Hi everyone, as the title says, I’ve recently been having trouble accessing my QNAP devices via VPN. One of them is a TS-431P (Firmware version: QTS 5.2.5.3145).
I can’t access the web interface through any browser while connected to the VPN.
Google Chrome: Version 137.0.7151.120
Edge: Version 137.0.3296.83
Firefox: Version 139.0.4
VPN: L2PT with pre-shared key
SSH works, ping works, and I have access to shared folders via File Explorer in Windows.
The web interface works fine on the local network. Firewall and antivirus are disabled on the computer, and QuFirewall is not installed.
The issue is that when I try to connect to the Web Administration using, for example, port 8080, I get the following message in the browser: “This site can’t be reached. 192.xxx.xxx.xxx refused to connect.”
However, when I enter the same address without specifying the port, I can access the QNAP over VPN. It seems that if I specify the port, QNAP refuses the connection.
Has anyone experienced a problem where the web interface is inaccessible when using a port, but connects immediately without the port?
did you try other ports too?
I use Asus Instant Guard as VPN and I can connect through it.
I changed the ports so I can’t check it out, but if I remember well 8080 was the default port for the Web Server application.
You can try with https with the corresponding port, if it’s enabled.
Yeah, I’ve tried with other ports, and the situation is the same. That’s right, port 8080 is the default port, and that’s exactly why I’m trying to figure out what’s going on, because I’m not using it for access. I set my own port, which used to work until recently, but now none of the ports I set work, not even 8080.
From the local network, if I don’t specify the port, the browser gives me a message that access is forbidden (“Forbidden, you don’t have permission to access this resource.”), meaning I have to define the port (e.g., 192.xxx.xxx.xxx:8080). However, when using a VPN and specifying that same port, I can’t connect at all.
I can connect via the HTTPS port both locally and through the VPN.
I’m trying to figure out what changed, because I can no longer access the QNAP over HTTP from outside the local network.
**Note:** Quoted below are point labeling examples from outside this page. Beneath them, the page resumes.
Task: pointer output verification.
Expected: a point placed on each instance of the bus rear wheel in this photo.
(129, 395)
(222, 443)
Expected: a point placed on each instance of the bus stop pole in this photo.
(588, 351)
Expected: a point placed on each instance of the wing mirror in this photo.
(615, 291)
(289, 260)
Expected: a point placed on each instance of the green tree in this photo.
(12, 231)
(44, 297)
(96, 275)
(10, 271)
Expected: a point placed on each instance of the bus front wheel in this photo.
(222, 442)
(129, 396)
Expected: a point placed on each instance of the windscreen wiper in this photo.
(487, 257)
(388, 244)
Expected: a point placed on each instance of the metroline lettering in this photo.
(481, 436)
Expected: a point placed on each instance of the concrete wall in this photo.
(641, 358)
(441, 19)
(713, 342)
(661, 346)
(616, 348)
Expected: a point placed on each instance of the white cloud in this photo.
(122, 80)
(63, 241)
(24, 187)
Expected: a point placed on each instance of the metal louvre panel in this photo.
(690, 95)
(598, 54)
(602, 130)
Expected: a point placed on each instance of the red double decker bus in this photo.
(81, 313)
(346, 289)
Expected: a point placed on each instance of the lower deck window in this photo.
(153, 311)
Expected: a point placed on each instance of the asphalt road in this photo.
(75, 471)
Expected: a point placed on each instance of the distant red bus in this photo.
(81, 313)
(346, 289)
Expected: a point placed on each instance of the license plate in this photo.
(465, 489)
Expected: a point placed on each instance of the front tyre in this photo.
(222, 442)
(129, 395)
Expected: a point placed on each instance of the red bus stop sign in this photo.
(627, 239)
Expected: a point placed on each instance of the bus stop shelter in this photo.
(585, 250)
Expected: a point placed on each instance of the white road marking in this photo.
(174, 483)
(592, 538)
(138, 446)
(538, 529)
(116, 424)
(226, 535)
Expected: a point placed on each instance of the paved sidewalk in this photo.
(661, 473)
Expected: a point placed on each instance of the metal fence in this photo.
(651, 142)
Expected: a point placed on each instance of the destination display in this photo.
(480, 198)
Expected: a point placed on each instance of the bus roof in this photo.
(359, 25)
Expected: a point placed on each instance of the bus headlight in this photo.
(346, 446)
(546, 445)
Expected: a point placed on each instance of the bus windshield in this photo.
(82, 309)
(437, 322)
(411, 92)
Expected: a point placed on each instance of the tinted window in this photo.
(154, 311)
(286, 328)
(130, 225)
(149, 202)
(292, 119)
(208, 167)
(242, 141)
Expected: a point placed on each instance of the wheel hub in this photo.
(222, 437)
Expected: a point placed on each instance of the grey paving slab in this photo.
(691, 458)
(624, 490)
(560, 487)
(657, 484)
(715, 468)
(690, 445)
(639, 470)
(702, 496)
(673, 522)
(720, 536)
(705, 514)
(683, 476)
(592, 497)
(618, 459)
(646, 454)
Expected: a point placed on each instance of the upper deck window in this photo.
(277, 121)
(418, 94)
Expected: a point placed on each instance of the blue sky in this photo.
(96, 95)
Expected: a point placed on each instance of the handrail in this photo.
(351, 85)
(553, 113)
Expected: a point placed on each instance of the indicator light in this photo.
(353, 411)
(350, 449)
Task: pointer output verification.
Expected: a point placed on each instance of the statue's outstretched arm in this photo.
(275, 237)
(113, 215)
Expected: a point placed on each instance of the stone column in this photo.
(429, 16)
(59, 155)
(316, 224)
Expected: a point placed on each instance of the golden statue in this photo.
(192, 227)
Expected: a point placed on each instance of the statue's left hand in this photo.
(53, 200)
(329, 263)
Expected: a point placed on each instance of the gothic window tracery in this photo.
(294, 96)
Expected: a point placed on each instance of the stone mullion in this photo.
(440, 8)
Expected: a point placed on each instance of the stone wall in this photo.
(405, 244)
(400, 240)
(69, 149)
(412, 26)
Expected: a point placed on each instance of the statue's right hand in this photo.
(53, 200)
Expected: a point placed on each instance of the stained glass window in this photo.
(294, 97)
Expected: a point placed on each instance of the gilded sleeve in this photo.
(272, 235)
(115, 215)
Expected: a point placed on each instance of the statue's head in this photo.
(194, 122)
It’s frustrating.
I’m using MikroTik VPN, L2TP and OpenVPN, I get the same result with both when I try to access via HTTP port 8080.
But it’s not the port, since the port is open, I can access other resources (servers, VMs) on the same port if I want to, I just can’t access any QNAP.
If you cannot access the NAS from a VPN connection, it could be the router (can you reach other LAN devices via the VPN connection?) or the did the NAS access protection switch itself on, or QuFirewall install itself ?
When you connect remotely via VPN, your IP address range is different. If other access works as you say, then the first thing to check is the whitelist and security settings in the NAS GUI to ensure the VPN subnet is allowed access.
Regarding your issue with connecting to the NAS via VPN, please try configuring your MikroTik router. You’ll need to forward the communication received by your VPN server (specifically traffic destined for port 8080) to your NAS’s internal IP address, for example, 192.168.100.xxx.
This step often helps in directing the VPN traffic correctly to your NAS. Let us know if this helps!
If you are using a MikroTik router, I would HIGHLY recommend using the built-in Wireguard based “Back to Home” VPN. I use that all the time and I have zero problem accessing my NAS units or any of their applications. In fact, I have an automation on my phone that connects to the VPN whenever I lose my WiFi connection on my home network. Works great.
I also sometimes run the built-in ZeroTier VPN. ZeroTier is a little bit more complex to configure but you literally can run your VPN like you are right on your LAN and pass UDP traffic and other bits that you can’t pass over a normal VPN.